Também sobre o subcontinente, o coordenador do Comitê de Pesquisa Clínica da Sociedade, Dr. Fábio Franke, apontou que somente 5,2% dos estudos clínicos globais acontecem na região. No Brasil, especificamente, este índice é de 2%. “Além disso, o investimento público em pesquisa é acanhado. Mesmo o investimento privado é pouco se comparado ao resto do mundo. Infelizmente, 95% dos nossos estudos são dependentes da indústria”, lamentou.

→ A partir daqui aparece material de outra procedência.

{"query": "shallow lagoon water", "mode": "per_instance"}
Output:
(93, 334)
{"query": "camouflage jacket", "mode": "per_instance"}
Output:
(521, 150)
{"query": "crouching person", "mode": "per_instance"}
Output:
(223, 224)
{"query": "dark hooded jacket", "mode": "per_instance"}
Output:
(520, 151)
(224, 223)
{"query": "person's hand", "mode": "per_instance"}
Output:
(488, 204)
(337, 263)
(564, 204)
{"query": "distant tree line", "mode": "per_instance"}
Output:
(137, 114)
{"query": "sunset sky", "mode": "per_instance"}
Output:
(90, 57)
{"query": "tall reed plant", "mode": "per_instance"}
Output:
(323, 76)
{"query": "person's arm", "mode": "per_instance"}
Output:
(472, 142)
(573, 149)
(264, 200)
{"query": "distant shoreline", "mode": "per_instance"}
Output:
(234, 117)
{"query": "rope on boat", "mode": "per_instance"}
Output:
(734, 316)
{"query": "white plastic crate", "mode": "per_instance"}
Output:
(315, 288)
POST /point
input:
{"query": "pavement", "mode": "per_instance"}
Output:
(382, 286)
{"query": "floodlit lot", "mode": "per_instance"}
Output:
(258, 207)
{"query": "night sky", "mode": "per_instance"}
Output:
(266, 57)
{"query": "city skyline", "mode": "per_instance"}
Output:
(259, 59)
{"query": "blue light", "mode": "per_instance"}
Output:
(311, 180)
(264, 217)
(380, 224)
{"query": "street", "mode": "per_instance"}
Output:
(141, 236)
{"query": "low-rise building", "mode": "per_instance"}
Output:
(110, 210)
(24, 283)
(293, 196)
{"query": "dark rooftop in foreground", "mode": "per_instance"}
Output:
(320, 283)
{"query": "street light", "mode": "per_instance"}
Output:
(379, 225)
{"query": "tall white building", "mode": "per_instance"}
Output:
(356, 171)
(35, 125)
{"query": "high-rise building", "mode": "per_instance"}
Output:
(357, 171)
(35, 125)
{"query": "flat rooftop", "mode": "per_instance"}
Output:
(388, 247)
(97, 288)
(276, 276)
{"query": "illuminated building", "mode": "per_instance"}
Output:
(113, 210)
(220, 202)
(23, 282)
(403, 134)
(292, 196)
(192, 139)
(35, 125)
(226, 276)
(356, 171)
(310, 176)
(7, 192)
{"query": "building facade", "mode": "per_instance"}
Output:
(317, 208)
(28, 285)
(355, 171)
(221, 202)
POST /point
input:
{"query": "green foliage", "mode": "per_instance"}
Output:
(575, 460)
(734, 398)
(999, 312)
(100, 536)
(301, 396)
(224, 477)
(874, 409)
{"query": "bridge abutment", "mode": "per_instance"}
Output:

Entre os desafios de desenvolver o setor na América Latina, Dr. Franke apontou alguns obstáculos regulatórios, sobretudo em pesquisas que envolvem mais de um país, já que cada nação tem suas burocracias e requerimentos regulatórios. “Há também uma questão de infraestrutura. Algumas regiões latino-americanas não contam com a infraestrutura necessária para conduzir ensaios clínicos”, adicionou.
Além das sessões de tumores ginecológicos, de pele e melanoma e do módulo de educação e pesquisa clínica, foram diversos os temas debatidos neste primeiro dia de ESMO Summit Latin America. Houve discussões sobre outros tumores, como mamários e urológicos, e apresentações dos organizadores do evento.